Re: [PATCH net] net: avoid 32 x truesize under-estimation for tiny skbs

From: Eric Dumazet <edumazet@google.com>
To: Xuan Zhuo <xuanzhuo@linux.alibaba.com>
Cc: Eric Dumazet <eric.dumazet@gmail.com>,
	netdev <netdev@vger.kernel.org>,
	Alexander Duyck <alexanderduyck@fb.com>,
	Paolo Abeni <pabeni@redhat.com>,
	"Michael S . Tsirkin" <mst@redhat.com>,
	Greg Thelen <gthelen@google.com>,
	"David S . Miller" <davem@davemloft.net>,
	Jakub Kicinski <kuba@kernel.org>,
	su-lifan@linux.alibaba.com, "dust.li" <dust.li@linux.alibaba.com>
Subject: Re: [PATCH net] net: avoid 32 x truesize under-estimation for tiny skbs
Date: Mon, 29 Mar 2021 11:06:09 +0200	[thread overview]
Message-ID: <CANn89iLXfu7mdk+cxqVYxtJhfBQtpho6i2kyOEUbEGPXBQj+jg@mail.gmail.com> (raw)
In-Reply-To: <1617007696.5731978-1-xuanzhuo@linux.alibaba.com>

On Mon, Mar 29, 2021 at 10:52 AM Xuan Zhuo <xuanzhuo@linux.alibaba.com> wrote:
>
> On Wed, 13 Jan 2021 08:18:19 -0800, Eric Dumazet <eric.dumazet@gmail.com> wrote:
> > From: Eric Dumazet <edumazet@google.com>
> >
> > Both virtio net and napi_get_frags() allocate skbs
> > with a very small skb->head
> >
> > While using page fragments instead of a kmalloc backed skb->head might give
> > a small performance improvement in some cases, there is a huge risk of
> > under estimating memory usage.
> >
> > For both GOOD_COPY_LEN and GRO_MAX_HEAD, we can fit at least 32 allocations
> > per page (order-3 page in x86), or even 64 on PowerPC
> >
> > We have been tracking OOM issues on GKE hosts hitting tcp_mem limits
> > but consuming far more memory for TCP buffers than instructed in tcp_mem[2]
> >
> > Even if we force napi_alloc_skb() to only use order-0 pages, the issue
> > would still be there on arches with PAGE_SIZE >= 32768
> >
> > This patch makes sure that small skb head are kmalloc backed, so that
> > other objects in the slab page can be reused instead of being held as long
> > as skbs are sitting in socket queues.
> >
> > Note that we might in the future use the sk_buff napi cache,
> > instead of going through a more expensive __alloc_skb()
> >
> > Another idea would be to use separate page sizes depending
> > on the allocated length (to never have more than 4 frags per page)
> >
> > I would like to thank Greg Thelen for his precious help on this matter,
> > analysing crash dumps is always a time consuming task.
>
>
> This patch causes a performance degradation of about 10% in the scenario of
> virtio-net + GRO.
>
> For GRO, there is no way to merge skbs based on frags with this patch, only
> frag_list can be used to link skbs.
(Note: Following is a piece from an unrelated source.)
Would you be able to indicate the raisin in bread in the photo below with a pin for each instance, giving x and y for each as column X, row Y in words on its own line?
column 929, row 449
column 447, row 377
The problem that this cause are that compared
> to the GRO package merged into the frags way, the current skb needs to call
> kfree_skb_list to release each skb, resulting in performance degradation.
>
> virtio-net will store some data onto the linear space after receiving it. In
> addition to the header, there are also some payloads, so "headlen <= offset"
> fails. And skb->head_frag is failing when use kmalloc() for skb->head allocation.
>

Thanks for the report.

There is no way we can make things both fast for existing strategies
used by _insert_your_driver
and malicious usages of data that can sit for seconds/minutes in socket queues.

I think that if you want to gain this 10% back, you have to change
virtio_net to meet optimal behavior.

Normal drivers make sure to not pull payload in skb->head, only headers.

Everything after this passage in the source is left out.